2017 kam „Project Village“ in eine Phase, in der man das Hauptaugenmerk auf Siedlungsstrukturen legte. Csóromfölde war nun nicht mehr eine Baustelle, sondern ein zeitweilig – von seinen Erbauern – bewohnter Ort. Die Teilnehmer entwickelten ein Ortszentrum, hielten Abendveranstaltungen und Workshops ab, Konzerte und Partys fanden statt und man aß gemeinsam. Die Wohnareale, rund um gemeinschaftliche Gärten arrangiert, waren mit einer Küche und den Duschgelegenheiten verbunden. Die Basisinfrastruktur beinhaltet nun einen Brunnen für die Siedlung, Elektrizität wird in den kommenden Jahren aus Solarzellen gewonnen werden. Im heurigen Jahr haben sich die Bewohner hauptsächlich darauf konzentriert, einen Zusammenhang zwischen dem täglichen Leben (Essen, Entwerfen und Bauen, Abendveranstaltungen, Diskussionen, Konzerte und Freizeit) und dem Gebrauch des Raumes zu beobachten und festzustellen.

Als Architekt hat man natürliche eine Vorstellung von einer idealen Stadt, aber es ist interessant, wie sich diese Ideen ändern, wenn man mit realen Bedingungen des Bauens im Gelände, den Wünschen des Nachbarn konfrontiert ist. Anpassung ist die Folge, meinte einer der Kuratoren der Siedlung.

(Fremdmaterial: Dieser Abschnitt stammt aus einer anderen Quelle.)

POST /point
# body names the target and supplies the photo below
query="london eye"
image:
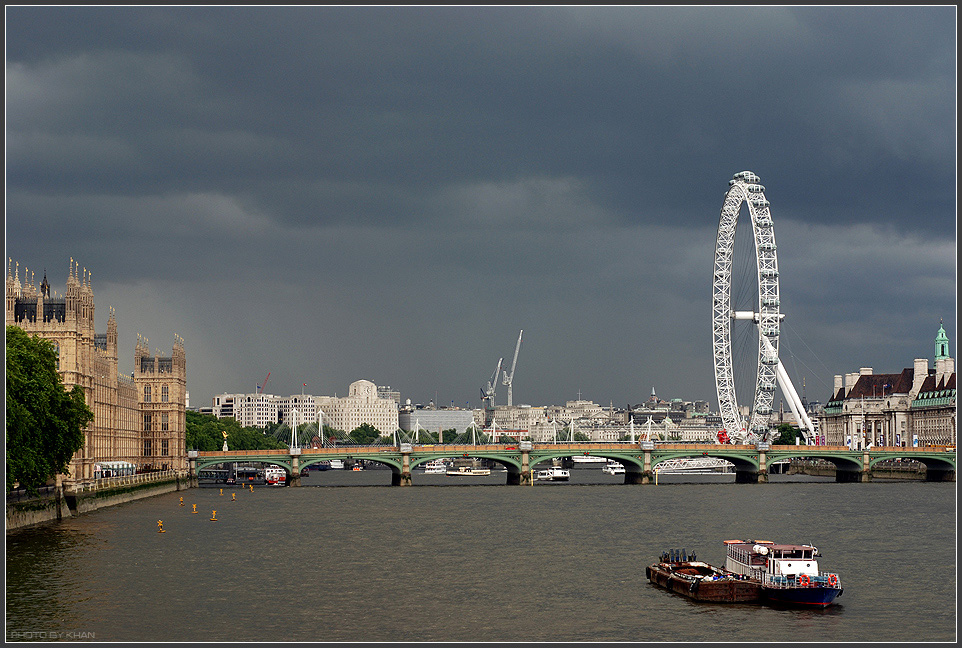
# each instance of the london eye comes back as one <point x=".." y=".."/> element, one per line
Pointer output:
<point x="751" y="425"/>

Selbst bei einem starken Konzept kann es sich herausstellen, dass der Eingang falsch platziert ist, die Fassade nicht stimmt und die Menschen das Gebäude nicht akzeptieren – all diese Änderungen und auch Verneinungen sind das, was „Project Village“ über die Zeit zu einer funktionierenden und praktikablen Struktur formt.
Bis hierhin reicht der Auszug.